Beat the butter until creamy. Add in the sugar, then the eggs one at a time, mixing thoroughly after each addition.
Add one cup of the flour mix to the butter mixture and mix well. Next add half of the mashed bananas and mix well.
Add the remaining flour mixture and bananas, mixing well after each addition. Scrape the sides of the bowl to make sure everything has been well mixed in well.
Add the chocolate chips and stir in on very low speed.
Place the batter into the prepared loaf pan. Bake for 50- 55 minutes, checking to make sure the top of the cake is totally baked. You can tell by looking or by inserting a cake tester into the top of the loaf and making sure that it comes out dry.

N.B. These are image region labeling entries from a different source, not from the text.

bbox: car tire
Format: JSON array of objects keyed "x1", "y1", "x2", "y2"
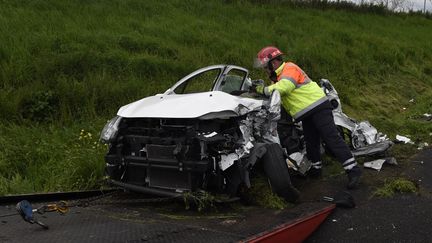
[{"x1": 262, "y1": 144, "x2": 300, "y2": 202}]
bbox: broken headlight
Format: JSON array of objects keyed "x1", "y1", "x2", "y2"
[{"x1": 100, "y1": 116, "x2": 122, "y2": 143}]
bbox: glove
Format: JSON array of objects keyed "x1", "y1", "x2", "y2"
[{"x1": 255, "y1": 85, "x2": 264, "y2": 94}]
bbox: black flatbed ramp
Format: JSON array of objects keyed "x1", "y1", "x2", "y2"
[{"x1": 0, "y1": 193, "x2": 329, "y2": 242}]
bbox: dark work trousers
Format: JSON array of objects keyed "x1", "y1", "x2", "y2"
[{"x1": 302, "y1": 109, "x2": 356, "y2": 170}]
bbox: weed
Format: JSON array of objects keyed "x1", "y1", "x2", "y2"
[{"x1": 241, "y1": 175, "x2": 292, "y2": 209}]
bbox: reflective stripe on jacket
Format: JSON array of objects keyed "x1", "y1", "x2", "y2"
[{"x1": 264, "y1": 62, "x2": 327, "y2": 119}]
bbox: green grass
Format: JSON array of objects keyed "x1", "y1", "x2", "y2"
[
  {"x1": 0, "y1": 0, "x2": 432, "y2": 194},
  {"x1": 0, "y1": 120, "x2": 106, "y2": 195},
  {"x1": 373, "y1": 178, "x2": 418, "y2": 197}
]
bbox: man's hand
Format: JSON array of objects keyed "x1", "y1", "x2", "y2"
[{"x1": 249, "y1": 79, "x2": 264, "y2": 94}]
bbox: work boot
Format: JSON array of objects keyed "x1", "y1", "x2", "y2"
[
  {"x1": 308, "y1": 167, "x2": 322, "y2": 179},
  {"x1": 346, "y1": 165, "x2": 362, "y2": 189},
  {"x1": 308, "y1": 161, "x2": 322, "y2": 178}
]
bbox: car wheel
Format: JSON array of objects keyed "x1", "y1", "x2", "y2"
[{"x1": 262, "y1": 144, "x2": 300, "y2": 202}]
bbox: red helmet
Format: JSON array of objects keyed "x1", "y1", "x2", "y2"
[{"x1": 254, "y1": 46, "x2": 283, "y2": 68}]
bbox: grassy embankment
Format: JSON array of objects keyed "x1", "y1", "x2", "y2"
[{"x1": 0, "y1": 0, "x2": 432, "y2": 195}]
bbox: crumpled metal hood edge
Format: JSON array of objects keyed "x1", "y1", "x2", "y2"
[{"x1": 117, "y1": 91, "x2": 263, "y2": 120}]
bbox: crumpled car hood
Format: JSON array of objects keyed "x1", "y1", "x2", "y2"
[{"x1": 117, "y1": 91, "x2": 263, "y2": 119}]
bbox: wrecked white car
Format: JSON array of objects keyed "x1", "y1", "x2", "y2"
[
  {"x1": 101, "y1": 65, "x2": 299, "y2": 201},
  {"x1": 101, "y1": 65, "x2": 391, "y2": 201}
]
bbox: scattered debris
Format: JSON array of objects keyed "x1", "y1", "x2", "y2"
[
  {"x1": 417, "y1": 143, "x2": 429, "y2": 150},
  {"x1": 396, "y1": 135, "x2": 414, "y2": 144},
  {"x1": 320, "y1": 79, "x2": 393, "y2": 156},
  {"x1": 363, "y1": 159, "x2": 385, "y2": 171}
]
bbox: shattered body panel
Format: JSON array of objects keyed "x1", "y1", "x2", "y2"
[
  {"x1": 101, "y1": 65, "x2": 391, "y2": 201},
  {"x1": 320, "y1": 79, "x2": 393, "y2": 156}
]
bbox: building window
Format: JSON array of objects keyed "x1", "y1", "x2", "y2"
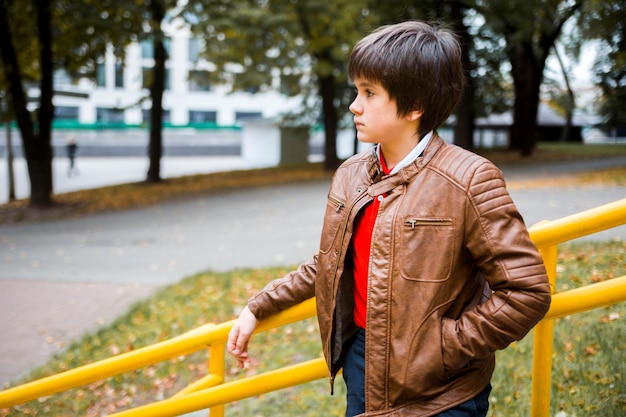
[
  {"x1": 189, "y1": 70, "x2": 211, "y2": 91},
  {"x1": 189, "y1": 110, "x2": 217, "y2": 124},
  {"x1": 189, "y1": 38, "x2": 202, "y2": 63},
  {"x1": 235, "y1": 111, "x2": 263, "y2": 122},
  {"x1": 115, "y1": 62, "x2": 124, "y2": 88},
  {"x1": 96, "y1": 107, "x2": 124, "y2": 124},
  {"x1": 96, "y1": 62, "x2": 107, "y2": 87},
  {"x1": 141, "y1": 67, "x2": 170, "y2": 90},
  {"x1": 143, "y1": 109, "x2": 170, "y2": 123},
  {"x1": 54, "y1": 106, "x2": 78, "y2": 120}
]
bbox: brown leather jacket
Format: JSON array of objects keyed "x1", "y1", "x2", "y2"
[{"x1": 248, "y1": 135, "x2": 550, "y2": 416}]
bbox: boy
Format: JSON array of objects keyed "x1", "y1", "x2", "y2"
[{"x1": 227, "y1": 22, "x2": 550, "y2": 416}]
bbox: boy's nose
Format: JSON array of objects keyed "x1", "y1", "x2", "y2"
[{"x1": 348, "y1": 98, "x2": 361, "y2": 114}]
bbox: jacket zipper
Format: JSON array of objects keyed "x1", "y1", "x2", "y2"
[
  {"x1": 326, "y1": 189, "x2": 366, "y2": 386},
  {"x1": 328, "y1": 196, "x2": 346, "y2": 213},
  {"x1": 404, "y1": 219, "x2": 452, "y2": 229}
]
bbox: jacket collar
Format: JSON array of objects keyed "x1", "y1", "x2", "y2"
[{"x1": 368, "y1": 131, "x2": 444, "y2": 196}]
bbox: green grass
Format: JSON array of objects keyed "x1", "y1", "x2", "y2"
[{"x1": 0, "y1": 241, "x2": 626, "y2": 417}]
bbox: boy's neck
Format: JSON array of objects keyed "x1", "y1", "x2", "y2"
[{"x1": 380, "y1": 134, "x2": 420, "y2": 169}]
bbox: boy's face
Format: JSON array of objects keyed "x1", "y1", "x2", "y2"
[{"x1": 349, "y1": 78, "x2": 422, "y2": 147}]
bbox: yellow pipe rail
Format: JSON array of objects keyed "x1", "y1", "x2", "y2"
[
  {"x1": 109, "y1": 276, "x2": 626, "y2": 417},
  {"x1": 0, "y1": 299, "x2": 315, "y2": 408},
  {"x1": 0, "y1": 199, "x2": 626, "y2": 417},
  {"x1": 528, "y1": 198, "x2": 626, "y2": 248}
]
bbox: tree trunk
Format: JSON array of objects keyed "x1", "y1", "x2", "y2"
[
  {"x1": 319, "y1": 75, "x2": 339, "y2": 170},
  {"x1": 451, "y1": 2, "x2": 476, "y2": 149},
  {"x1": 0, "y1": 0, "x2": 54, "y2": 207},
  {"x1": 146, "y1": 0, "x2": 167, "y2": 183},
  {"x1": 509, "y1": 42, "x2": 543, "y2": 156}
]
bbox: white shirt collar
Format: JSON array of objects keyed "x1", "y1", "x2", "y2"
[{"x1": 376, "y1": 131, "x2": 433, "y2": 175}]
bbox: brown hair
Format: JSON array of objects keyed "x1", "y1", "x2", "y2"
[{"x1": 348, "y1": 21, "x2": 465, "y2": 135}]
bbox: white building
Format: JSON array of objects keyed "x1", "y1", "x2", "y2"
[{"x1": 54, "y1": 17, "x2": 300, "y2": 128}]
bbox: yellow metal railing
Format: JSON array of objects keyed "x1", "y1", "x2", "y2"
[{"x1": 0, "y1": 199, "x2": 626, "y2": 417}]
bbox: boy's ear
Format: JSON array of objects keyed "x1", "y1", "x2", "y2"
[{"x1": 406, "y1": 109, "x2": 424, "y2": 122}]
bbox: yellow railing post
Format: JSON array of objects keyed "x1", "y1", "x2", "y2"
[
  {"x1": 209, "y1": 343, "x2": 226, "y2": 417},
  {"x1": 530, "y1": 245, "x2": 558, "y2": 417}
]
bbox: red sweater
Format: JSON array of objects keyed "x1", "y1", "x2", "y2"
[{"x1": 352, "y1": 152, "x2": 391, "y2": 329}]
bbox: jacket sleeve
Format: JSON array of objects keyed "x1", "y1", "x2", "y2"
[
  {"x1": 248, "y1": 253, "x2": 318, "y2": 320},
  {"x1": 443, "y1": 162, "x2": 551, "y2": 369}
]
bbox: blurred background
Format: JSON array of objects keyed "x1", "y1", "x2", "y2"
[{"x1": 0, "y1": 0, "x2": 626, "y2": 207}]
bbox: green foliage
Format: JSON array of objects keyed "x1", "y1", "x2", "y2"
[
  {"x1": 579, "y1": 0, "x2": 626, "y2": 128},
  {"x1": 0, "y1": 241, "x2": 626, "y2": 417}
]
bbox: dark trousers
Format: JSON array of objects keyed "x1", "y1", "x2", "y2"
[{"x1": 343, "y1": 329, "x2": 491, "y2": 417}]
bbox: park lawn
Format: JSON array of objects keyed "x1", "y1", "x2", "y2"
[{"x1": 0, "y1": 240, "x2": 626, "y2": 417}]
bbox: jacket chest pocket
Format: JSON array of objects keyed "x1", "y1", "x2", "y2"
[
  {"x1": 320, "y1": 195, "x2": 348, "y2": 253},
  {"x1": 398, "y1": 217, "x2": 456, "y2": 282}
]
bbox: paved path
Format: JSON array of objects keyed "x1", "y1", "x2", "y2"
[{"x1": 0, "y1": 154, "x2": 626, "y2": 386}]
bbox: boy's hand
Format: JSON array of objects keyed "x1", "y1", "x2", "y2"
[{"x1": 226, "y1": 306, "x2": 259, "y2": 368}]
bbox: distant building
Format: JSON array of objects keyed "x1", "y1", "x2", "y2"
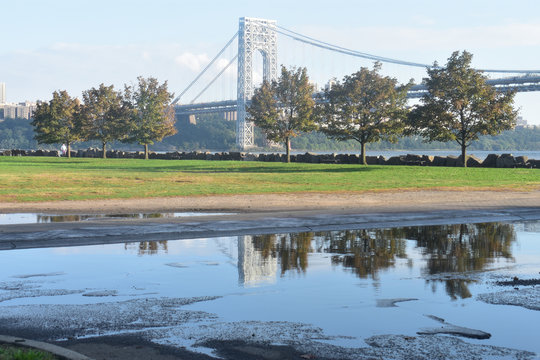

Remove from the oven. Cool in the pan for a few minutes then remove it to a wire rack to cool.
I always use Crisco to grease my pans. I thoroughly rub with a paper towel all over the inside of the pan. Then I add a tablespoon of flour and tap the pan around until the flour is coating all areas of the pan. I add more flour if needed and I look for any spot where the flour has not stuck to the pan. If there are spots, I add Crisco and then more flour to that spot. You don't want to lose a piece of your loaf because it stuck to the pan!
You can bake the banana bread in 3 mini loaf pans as well. Follow the same instructions for greasing and flouring your pans. These pans will take about 2 cups of batter and need about 35 minutes of baking time.